重症心身障がい児や医療的ケア児を対象としたデイサービスを運営する、総社市の「一般社団法人KaiKai」では、18歳以上の重症心身障がい者のための共同生活援助施設(グループホーム)の設立に向けた署名活動を行っています。オンライン署名は公式ホームページで受け付けています。
代表の佐薙幸一さんは、重い脳性まひで医療的ケアを必要とする長男の介護と、下に生まれた双子の子育てを両立する中で、同じ境遇の人たちを支える場所を少しでも増やしたいと、2022年に自らデイサービスの事業所を立ち上げました。デイサービスは18歳までしか利用できないため、それ以降も当事者が安心して地域で暮らせる「グループホーム」が必要だと考えています。しかし、岡山にはそのような施設がほとんどなく、各家庭でほぼ全面的にケアをせざるをえない現状があります。
そこで、佐薙さんは福岡市で重症心身障がい者のためのグループホームを運営する会社と連携して、岡山市北区大井地区に新しい施設を開設する準備を進めています。定員は20人で、障がいが重い人や日常的に医療的ケアが必要な人が安心して利用できるよう、24時間体制で看護・介護を行います。また、理学療法士や作業療法士、言語聴覚士らがリハビリのサポートにあたります。

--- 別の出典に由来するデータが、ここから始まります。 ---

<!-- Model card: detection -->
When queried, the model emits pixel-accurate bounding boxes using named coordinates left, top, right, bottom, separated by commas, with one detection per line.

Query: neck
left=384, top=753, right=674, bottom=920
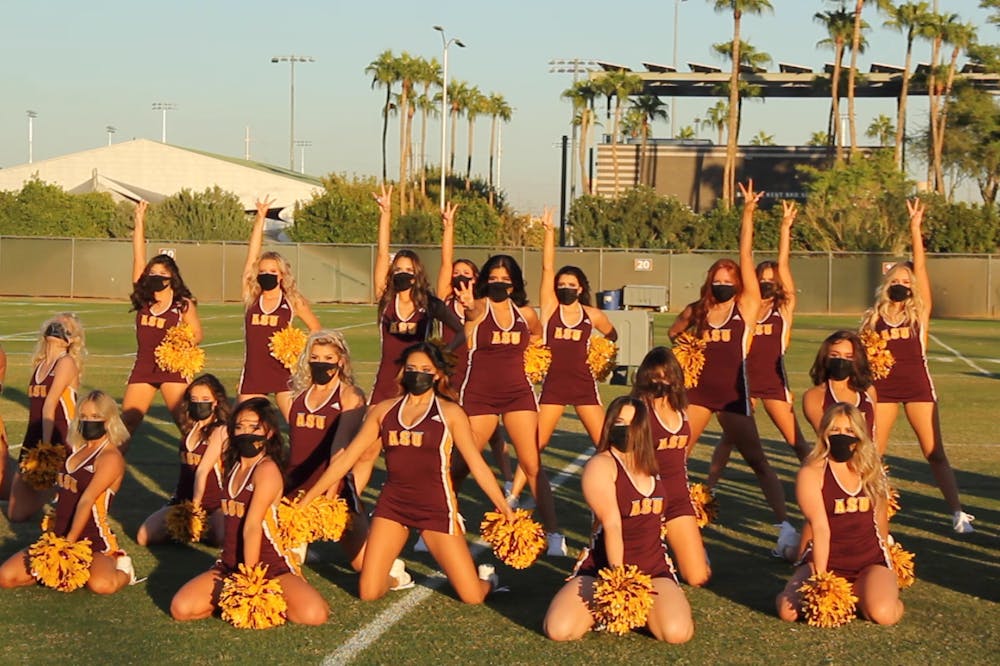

施設の開設には多くの資金が必要なため、国の社会福祉施設等整備費補助金(2026年9月末に申請予定)で採択される可能性が少しでも高まるように、署名活動に取り組んでいます。
佐薙さんはグループホームの開設によって、重度心身障がい者が自立して暮らせる環境を整えるとともに、その家族も負担を抱えすぎず、両者が安心して過ごせるようにしたいと話しています。